= Mary Helen Rasmussen =

American Musicologist, writer and editor

Mary Helen Rasmussen (December 21, 1930 - January 26, 2008) was an American musicologist, writer and editor.

The daughter of Edwin and Florence Rasmussen, she was born in Dover, New Hampshire and received a BMus from the University of New Hampshire in 1952 and a MMus in low brass performance in 1953 and a MLS in 1965 from the University of Illinois. For two years, Rasmussen taught public school in Gorham, New Hampshire. She was a music professor at the University of New Hampshire from 1968 to 1997, when she was named Professor emerita.

She received a Fulbright award and grants from the Ford and Guggenheim Foundations.
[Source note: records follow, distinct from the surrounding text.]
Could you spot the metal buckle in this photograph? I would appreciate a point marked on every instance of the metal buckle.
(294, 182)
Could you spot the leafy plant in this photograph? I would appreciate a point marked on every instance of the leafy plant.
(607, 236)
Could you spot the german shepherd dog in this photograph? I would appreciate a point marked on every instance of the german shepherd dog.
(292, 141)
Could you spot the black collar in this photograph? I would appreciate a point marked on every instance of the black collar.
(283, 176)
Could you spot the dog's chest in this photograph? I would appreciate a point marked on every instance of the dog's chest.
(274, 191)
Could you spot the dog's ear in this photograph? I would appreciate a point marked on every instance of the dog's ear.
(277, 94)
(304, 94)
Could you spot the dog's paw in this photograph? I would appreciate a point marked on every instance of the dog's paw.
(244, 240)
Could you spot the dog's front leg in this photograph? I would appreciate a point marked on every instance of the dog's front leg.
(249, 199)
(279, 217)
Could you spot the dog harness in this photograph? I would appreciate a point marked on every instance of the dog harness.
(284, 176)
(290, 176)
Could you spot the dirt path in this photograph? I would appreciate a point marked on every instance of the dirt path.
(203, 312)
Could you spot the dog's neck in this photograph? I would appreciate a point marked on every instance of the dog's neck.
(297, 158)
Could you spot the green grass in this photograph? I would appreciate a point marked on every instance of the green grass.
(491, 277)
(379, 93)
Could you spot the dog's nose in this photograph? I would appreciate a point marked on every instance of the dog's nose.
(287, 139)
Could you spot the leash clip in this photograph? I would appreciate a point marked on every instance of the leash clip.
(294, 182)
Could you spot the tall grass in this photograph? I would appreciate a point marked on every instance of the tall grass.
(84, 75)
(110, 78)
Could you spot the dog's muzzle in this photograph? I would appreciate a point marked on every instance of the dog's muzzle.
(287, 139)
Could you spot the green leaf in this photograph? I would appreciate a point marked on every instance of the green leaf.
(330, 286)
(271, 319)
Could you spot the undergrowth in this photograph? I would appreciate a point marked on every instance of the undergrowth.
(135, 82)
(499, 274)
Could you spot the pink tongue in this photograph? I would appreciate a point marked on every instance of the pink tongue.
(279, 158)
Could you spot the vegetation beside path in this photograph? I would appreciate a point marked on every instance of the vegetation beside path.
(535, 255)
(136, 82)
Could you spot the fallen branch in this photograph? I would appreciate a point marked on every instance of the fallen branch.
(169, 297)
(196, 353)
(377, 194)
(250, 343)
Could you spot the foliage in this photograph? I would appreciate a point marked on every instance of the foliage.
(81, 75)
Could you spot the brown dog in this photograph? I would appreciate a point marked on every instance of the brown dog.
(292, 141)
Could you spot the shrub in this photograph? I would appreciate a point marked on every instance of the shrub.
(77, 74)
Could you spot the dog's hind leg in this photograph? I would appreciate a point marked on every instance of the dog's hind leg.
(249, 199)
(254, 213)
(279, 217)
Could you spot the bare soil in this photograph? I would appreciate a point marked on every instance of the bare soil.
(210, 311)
In 1998, she received the Christopher Monk Award from the Historic Brass Society.

She established the journal Brass Quarterly in 1957, serving as its editor and publisher until it ceased publication in 1965. She was later editor and publisher for its successor Brass and Woodwind Quarterly, which appeared from 1967 to 1969.

Her books included:
- A Teacher's Guide to the Literature of Brass Instruments (1964)
- A Teacher's Guide to the Literature of Woodwind Instruments (1966)
Rasmussen also published articles on music subjects in various academic journals and critical reviews.

She played the tuba and trombone as well as the cello and viola da gamba.

Rasmussen died in Durham, New Hampshire at the age of 77 from cancer.